Eighteen Russian diplomats identified as spies had 48 hours to leave the country, officials said.
The Czech Republic has announced that it is expelling 18 Russian diplomats identified as spies following a massive explosion at an ammunition depot in 2014.
Prime Minister Andrej Babis said on Saturday that Czech intelligence agencies had provided evidence of the involvement of Russian military agents in the massive explosion that killed two people. He said the Czech Republic, as a sovereign state, must react to these findings.
“There are well-founded suspicions about the involvement of officers from the Russian intelligence service GRU, Unit 29155, in the explosion of an ammunition depot in the Vrbetice region,” Babis said.
Home Secretary Jan Hamacek, who is also Foreign Minister, said Russian Embassy staff were clearly identified as Russian military spies.
“Eighteen Russian embassy employees must leave our republic within 48 hours,” Hamacek told reporters.
In Russia, the Interfax news agency quoted Vladimir Dzhabarov, first deputy chairman of the upper house’s international affairs committee, as saying that Prague’s claims that Russian intelligence agents were involved in the blast were absurd.
Moscow’s response to the expulsion of 18 diplomats should be proportionate, Dzhabarov said on Saturday.
Several explosions rocked the munitions depot in Vrbetice, 330 km southeast of the capital, Prague, on October 16, 2014.
The explosions killed employees of a private company that leased the depot to a state military organization.
Separately, on Saturday, Czech police said they were looking for two men with various passports, including Russian passports in the names of Alexander Petrov and Ruslan Boshirov.
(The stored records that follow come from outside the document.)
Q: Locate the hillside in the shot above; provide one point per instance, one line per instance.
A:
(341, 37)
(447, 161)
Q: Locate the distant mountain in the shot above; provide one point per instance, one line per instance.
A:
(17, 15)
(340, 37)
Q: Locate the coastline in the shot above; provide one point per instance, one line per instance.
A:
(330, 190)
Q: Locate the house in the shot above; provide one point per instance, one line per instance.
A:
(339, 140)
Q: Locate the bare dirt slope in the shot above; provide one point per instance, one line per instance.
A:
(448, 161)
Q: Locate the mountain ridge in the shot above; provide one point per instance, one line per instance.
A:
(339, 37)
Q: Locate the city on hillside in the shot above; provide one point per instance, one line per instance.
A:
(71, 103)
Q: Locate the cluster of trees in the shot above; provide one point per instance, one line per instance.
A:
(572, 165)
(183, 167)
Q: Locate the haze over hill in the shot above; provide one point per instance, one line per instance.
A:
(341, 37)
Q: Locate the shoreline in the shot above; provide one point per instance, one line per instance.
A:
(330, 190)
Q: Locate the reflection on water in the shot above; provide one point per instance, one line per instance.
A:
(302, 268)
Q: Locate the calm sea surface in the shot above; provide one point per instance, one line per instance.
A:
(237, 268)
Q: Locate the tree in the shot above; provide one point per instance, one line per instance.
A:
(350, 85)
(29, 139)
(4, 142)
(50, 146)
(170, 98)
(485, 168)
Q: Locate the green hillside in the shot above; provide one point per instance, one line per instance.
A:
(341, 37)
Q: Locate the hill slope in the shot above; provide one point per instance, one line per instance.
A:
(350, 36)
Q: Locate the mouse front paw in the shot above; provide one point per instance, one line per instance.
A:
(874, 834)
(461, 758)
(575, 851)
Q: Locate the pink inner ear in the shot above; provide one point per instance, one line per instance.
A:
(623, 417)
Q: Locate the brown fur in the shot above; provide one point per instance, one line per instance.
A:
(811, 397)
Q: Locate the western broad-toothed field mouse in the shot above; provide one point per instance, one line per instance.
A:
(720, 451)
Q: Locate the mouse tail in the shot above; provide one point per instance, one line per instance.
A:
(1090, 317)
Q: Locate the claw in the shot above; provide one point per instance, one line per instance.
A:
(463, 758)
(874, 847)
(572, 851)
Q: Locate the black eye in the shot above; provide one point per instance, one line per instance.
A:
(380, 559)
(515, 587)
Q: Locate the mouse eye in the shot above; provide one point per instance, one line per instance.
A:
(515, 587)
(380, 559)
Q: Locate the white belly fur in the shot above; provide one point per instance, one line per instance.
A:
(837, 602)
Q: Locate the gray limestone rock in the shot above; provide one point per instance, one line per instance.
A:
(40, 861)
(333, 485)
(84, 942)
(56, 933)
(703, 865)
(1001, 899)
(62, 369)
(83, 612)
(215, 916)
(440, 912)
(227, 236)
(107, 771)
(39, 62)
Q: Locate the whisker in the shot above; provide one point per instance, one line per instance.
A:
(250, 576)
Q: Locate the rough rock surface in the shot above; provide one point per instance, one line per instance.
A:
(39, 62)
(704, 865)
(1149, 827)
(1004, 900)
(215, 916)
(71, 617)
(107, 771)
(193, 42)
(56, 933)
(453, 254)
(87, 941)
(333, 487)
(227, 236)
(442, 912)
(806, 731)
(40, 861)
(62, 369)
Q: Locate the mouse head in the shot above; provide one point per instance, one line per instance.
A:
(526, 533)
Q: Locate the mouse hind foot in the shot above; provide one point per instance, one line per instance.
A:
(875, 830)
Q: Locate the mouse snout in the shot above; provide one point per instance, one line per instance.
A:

These names were the pseudonyms used by two Russian military intelligence officers whom British prosecutors accused of the attempted murder on British soil of Russian spy Sergei Skripal. They and Moscow have both denied involvement.
Skripal and her daughter, Yulia, were poisoned with a nerve agent in the English town of Salisbury in March 2018. The attack sparked the biggest wave of diplomatic expulsions between Moscow and the West since the Cold War.